You can also get an HDBSCAN object to create this data after the fact via the generate_prediction_data() method.

data = np.load('clusterable_data.npy')
clusterer = hdbscan.HDBSCAN(min_cluster_size=15, prediction_data=True).fit(data)
pal = sns.color_palette('deep', 8)
colors = [sns.desaturate(pal[col], sat) for col, sat in zip(clusterer.labels_,
                                                            clusterer.probabilities_)]
plt.scatter(data.T[0], data.T[1], c=colors, **plot_kwds);
_images/prediction_tutorial_3_0.png

Now to make things a little more interesting let’s generate 50 new data points scattered across the data. We can plot them in black to see where they happen to fall.

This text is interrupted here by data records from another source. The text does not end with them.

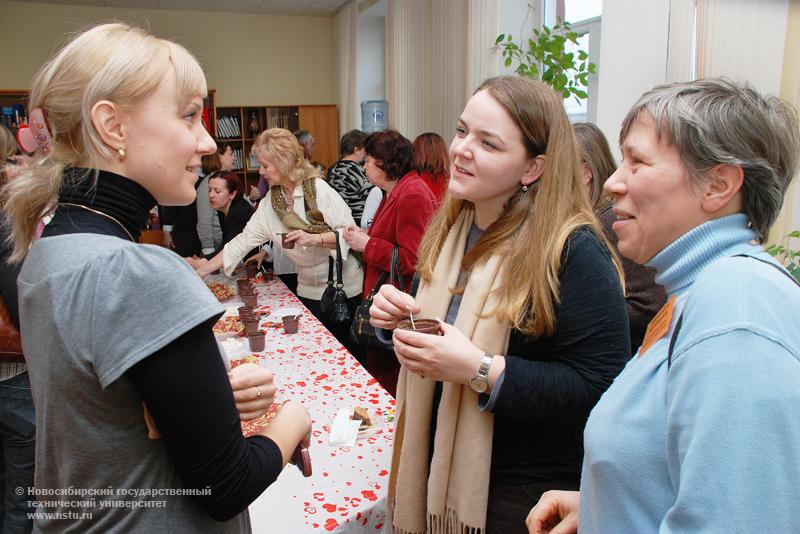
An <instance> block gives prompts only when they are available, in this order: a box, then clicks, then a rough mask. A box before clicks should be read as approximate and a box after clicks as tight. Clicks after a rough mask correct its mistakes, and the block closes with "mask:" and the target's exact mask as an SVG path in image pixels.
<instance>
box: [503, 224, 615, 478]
mask: <svg viewBox="0 0 800 534" xmlns="http://www.w3.org/2000/svg"><path fill="white" fill-rule="evenodd" d="M564 257H565V259H564V261H563V262H562V267H561V272H560V275H559V282H560V286H561V287H560V297H561V301H560V303H556V304H555V317H556V332H555V334H554V335H553V336H550V337H538V338H536V337H529V336H525V335H523V334H522V333H521V332H519V331H516V330H513V331H512V332H511V338H510V340H509V346H508V356H506V369H505V375H504V378H503V383H502V387H501V388H500V391H499V392H498V393H499V394H498V395H497V399H496V402H495V404H494V407H493V412H494V414H495V420H494V440H493V446H492V474H491V477H492V483H493V484H517V483H527V482H532V481H537V480H539V481H541V480H547V479H552V478H574V479H575V480H576V481H577V480H578V479H579V478H580V471H581V463H582V461H583V445H582V443H583V427H584V425H585V424H586V420H587V419H588V417H589V412H590V411H591V409H592V408H593V407H594V405H595V404H596V403H597V401H598V400H600V396H601V395H602V394H603V392H604V391H605V390H606V389H607V388H608V387H609V386H610V385H611V382H612V381H613V380H614V378H615V377H616V376H617V374H619V372H620V371H621V370H622V368H623V367H624V366H625V364H626V363H627V361H628V360H629V359H630V342H629V338H628V316H627V314H626V312H625V299H624V297H623V293H622V288H621V287H620V282H619V278H618V277H617V273H616V271H615V270H614V266H613V263H612V261H611V258H610V256H609V254H608V252H607V250H606V249H605V247H604V246H603V245H602V244H601V242H600V240H599V239H598V238H597V236H595V235H594V233H592V232H591V231H590V230H589V229H587V228H582V229H579V230H577V231H576V232H575V233H574V234H573V235H572V236H571V237H570V239H569V241H568V242H567V246H566V247H565V251H564Z"/></svg>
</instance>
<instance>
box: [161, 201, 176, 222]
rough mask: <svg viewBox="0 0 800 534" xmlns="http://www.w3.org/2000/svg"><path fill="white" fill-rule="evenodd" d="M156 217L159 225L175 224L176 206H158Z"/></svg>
mask: <svg viewBox="0 0 800 534" xmlns="http://www.w3.org/2000/svg"><path fill="white" fill-rule="evenodd" d="M158 218H159V219H160V220H161V226H166V225H170V226H175V220H176V218H177V207H176V206H159V207H158Z"/></svg>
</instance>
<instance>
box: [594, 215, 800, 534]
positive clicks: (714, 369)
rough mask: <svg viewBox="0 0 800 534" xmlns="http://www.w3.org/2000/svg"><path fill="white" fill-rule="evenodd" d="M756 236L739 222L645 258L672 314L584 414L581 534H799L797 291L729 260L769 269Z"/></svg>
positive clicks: (699, 228)
mask: <svg viewBox="0 0 800 534" xmlns="http://www.w3.org/2000/svg"><path fill="white" fill-rule="evenodd" d="M754 237H755V233H754V232H752V231H751V230H750V229H748V227H747V217H746V216H745V215H742V214H737V215H731V216H728V217H723V218H720V219H716V220H713V221H711V222H708V223H705V224H703V225H701V226H699V227H697V228H695V229H693V230H691V231H690V232H688V233H686V234H685V235H683V236H682V237H680V238H679V239H678V240H676V241H675V242H673V243H672V244H670V245H669V246H668V247H667V248H665V249H664V250H662V251H661V252H660V253H659V254H658V255H656V256H655V257H654V258H653V259H652V260H651V261H650V263H649V265H651V266H653V267H655V268H656V269H657V270H658V276H657V277H656V283H659V284H662V285H663V286H664V287H665V288H666V290H667V294H668V295H669V296H672V295H676V296H677V306H676V313H675V314H674V315H673V321H672V326H671V328H670V332H669V333H668V334H666V335H665V336H664V337H663V338H661V339H660V340H659V341H657V342H656V343H655V344H654V345H653V346H652V347H651V348H650V349H649V350H648V351H647V352H646V353H645V354H644V355H643V356H641V357H639V355H638V354H637V355H636V356H634V357H633V359H632V360H631V361H630V362H629V363H628V365H627V366H626V367H625V369H624V370H623V371H622V373H621V374H620V375H619V377H617V379H616V380H615V382H614V383H613V384H612V386H611V388H610V389H609V390H608V391H607V392H606V393H605V394H604V395H603V397H602V398H601V399H600V402H599V403H598V404H597V406H596V407H595V408H594V410H593V411H592V413H591V416H590V417H589V421H588V423H587V425H586V429H585V431H584V442H585V446H586V453H585V457H584V463H583V475H582V481H581V510H580V532H581V533H586V532H599V533H649V532H661V533H668V532H686V533H700V532H715V533H716V532H719V533H734V532H780V533H788V532H800V508H799V507H800V504H799V503H800V361H798V360H800V288H798V287H797V286H796V285H794V284H793V283H792V281H791V280H789V279H788V278H787V277H786V276H783V275H782V274H781V273H779V272H778V271H776V270H775V269H774V268H772V267H771V266H769V265H764V264H763V263H762V262H760V261H757V260H754V259H750V258H731V257H730V256H733V255H736V254H743V253H746V254H749V255H753V256H757V257H759V258H762V259H768V260H770V261H773V260H771V258H770V256H769V255H767V254H766V253H764V252H762V249H761V247H759V246H754V245H753V244H752V240H753V238H754ZM681 309H682V312H683V325H682V328H681V330H680V333H679V335H678V336H677V341H676V344H675V348H674V351H673V356H672V366H671V367H670V368H669V369H668V366H667V350H668V346H669V341H670V337H671V335H672V330H673V329H674V326H675V322H676V321H677V318H678V315H679V311H680V310H681Z"/></svg>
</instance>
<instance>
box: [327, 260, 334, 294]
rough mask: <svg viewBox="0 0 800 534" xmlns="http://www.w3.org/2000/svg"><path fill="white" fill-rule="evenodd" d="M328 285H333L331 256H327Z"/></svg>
mask: <svg viewBox="0 0 800 534" xmlns="http://www.w3.org/2000/svg"><path fill="white" fill-rule="evenodd" d="M328 287H333V258H331V257H330V256H328Z"/></svg>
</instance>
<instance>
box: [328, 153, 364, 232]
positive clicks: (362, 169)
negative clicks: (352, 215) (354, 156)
mask: <svg viewBox="0 0 800 534" xmlns="http://www.w3.org/2000/svg"><path fill="white" fill-rule="evenodd" d="M328 184H329V185H330V186H331V187H332V188H333V189H334V190H335V191H336V192H337V193H339V195H340V196H341V197H342V199H343V200H344V201H345V203H346V204H347V206H348V207H349V208H350V211H351V212H352V213H353V219H354V220H356V221H360V220H361V215H362V214H363V213H364V202H365V201H366V200H367V197H368V196H369V192H370V191H371V190H372V187H373V186H372V184H371V183H369V182H368V181H367V174H366V172H365V171H364V166H363V165H361V164H359V163H356V162H355V161H350V160H347V159H341V160H339V161H337V162H336V163H334V164H333V165H331V168H330V169H328Z"/></svg>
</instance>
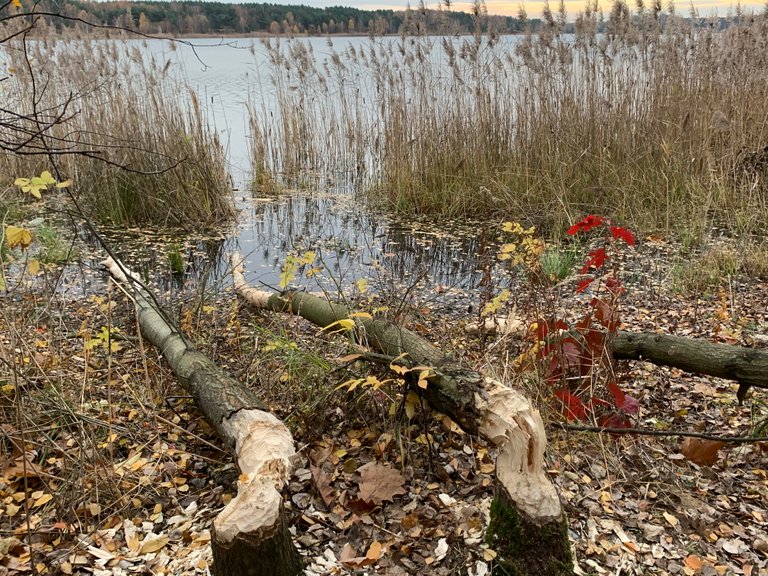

test_points = np.random.random(size=(50, 2)) - 0.5

colors = [sns.desaturate(pal[col], sat) for col, sat in zip(clusterer.labels_,
                                                            clusterer.probabilities_)]
plt.scatter(data.T[0], data.T[1], c=colors, **plot_kwds);
plt.scatter(*test_points.T, c='k', s=50)
_images/prediction_tutorial_5_1.png

We can use the predict API on this data, calling approximate_predict() with the HDBSCAN object, and the numpy array of new points. Note that approximate_predict() takes an array of new points. If you have a single point be sure to wrap it in a list.

test_labels, strengths = hdbscan.approximate_predict(clusterer, test_points)
test_labels
array([ 2, -1, -1, -1, -1, -1,  1,  5, -1, -1,  5, -1, -1, -1, -1,  4, -1,
       -1, -1, -1, -1,  4, -1, -1, -1, -1,  2, -1, -1,  1, -1, -1, -1,  0,
       -1,  2, -1, -1,  3, -1, -1,  1, -1, -1, -1, -1, -1,  5,  3,  2])

The result is a set of labels as you can see. Many of the points as classified as noise, but several are also assigned to clusters. This is a very fast operation, even with large datasets, as long the HDBSCAN object has the prediction data generated beforehand.

We can also visualize how this worked, coloring the new data points by the cluster to which they were assigned. I have added black border around the points so they don’t get lost inside the clusters they fall into.

colors = [sns.desaturate(pal[col], sat) for col, sat in zip(clusterer.labels_,
                                                            clusterer.probabilities_)]
test_colors = [pal[col] if col >= 0 else (0.1, 0.1, 0.1) for col in test_labels]
plt.scatter(data.T[0], data.T[1], c=colors, **plot_kwds);
plt.scatter(*test_points.T, c=test_colors, s=80, linewidths=1, edgecolors='k')
_images/prediction_tutorial_9_1.png

It is as simple as that. So now you can get started using HDBSCAN as a streaming clustering service – just be sure to cache your data and retrain your model periodically to avoid drift!